Feel free to comment on what I could edit or add, all opinions are welcome :coffee:

“That's what learning is, after all; not whether we lose the game, but how we lose and how we've changed because of it and what we take away from it that we never had before, to apply to other games. Losing, in a curious way, is winning.”' - Richard Bach. Richard Bach helps explain that a loss, in itself, is a victory. A loss should be an experience where someone absorbs all the knowledge they can. An experience from a single game can alter the way a player or team performs in the future. What you can learn from an event in the past can greatly affect your skill and strategy.
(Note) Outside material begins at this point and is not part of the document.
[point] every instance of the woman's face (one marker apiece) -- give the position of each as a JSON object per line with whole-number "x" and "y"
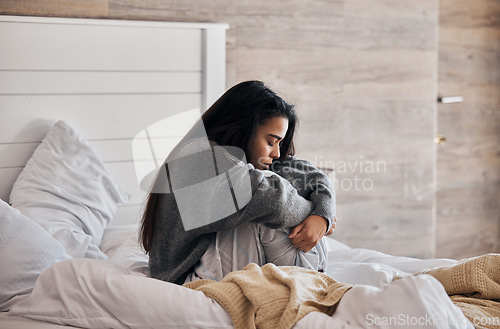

I can say from experience that a loss is not easy to take in, although it provides me with insight on what I can improve on. For example, I play video games competitively, and I travel around the state or play extensively online, for the competition and advice from knowledgeable players. When I lose a match in a tournament, I take a step back and look at what I could have done better, or differently. Talking to the players around me makes a tremendous difference; as it opens me up to a variety of perspectives on the game or match itself.

Although, a loss can be taken two different ways. Despite what you can gain from a loss, it can be overlooked as something that's not that important. Emotions can keep a player from looking at what they did wrong and replacing it with what wasn't fair, and why they should have won. The obstacle of maturing from a loss is difficult, but once you overcome the barrier, you are rewarded as a player.

A loss overall is a learning experience, that every player should use to their advantage. Don't look down upon a loss as something to ignore, but something to analyze and study. Losing is a part of every game that is played, from the controller to the court, and a loss will be what you make of it.
This is a quote and should be used in a later paragraph to support your claim... it should NEVER be used as a thesis statement.

What relevance does this sentence have to the paragraph? A loss either IS or IS NOT an experience to absorb knowledge. On that note, isn't winning also an experience to absorb knowledge? How can I tell the difference between the two? You haven't told me WHAT we're talking about yet.

Again, this sentence kind of seems out of place. It seems as if it could be one of your supporting facts, but you'll need to change the word "experience" to the world "loss".

Same as above... but said differently. Its redundant and needs to be removed.

I will do more later, but you need to add 2 more supporting facts, and re-write the thesis paragraph while CLEARLY stating your thesis.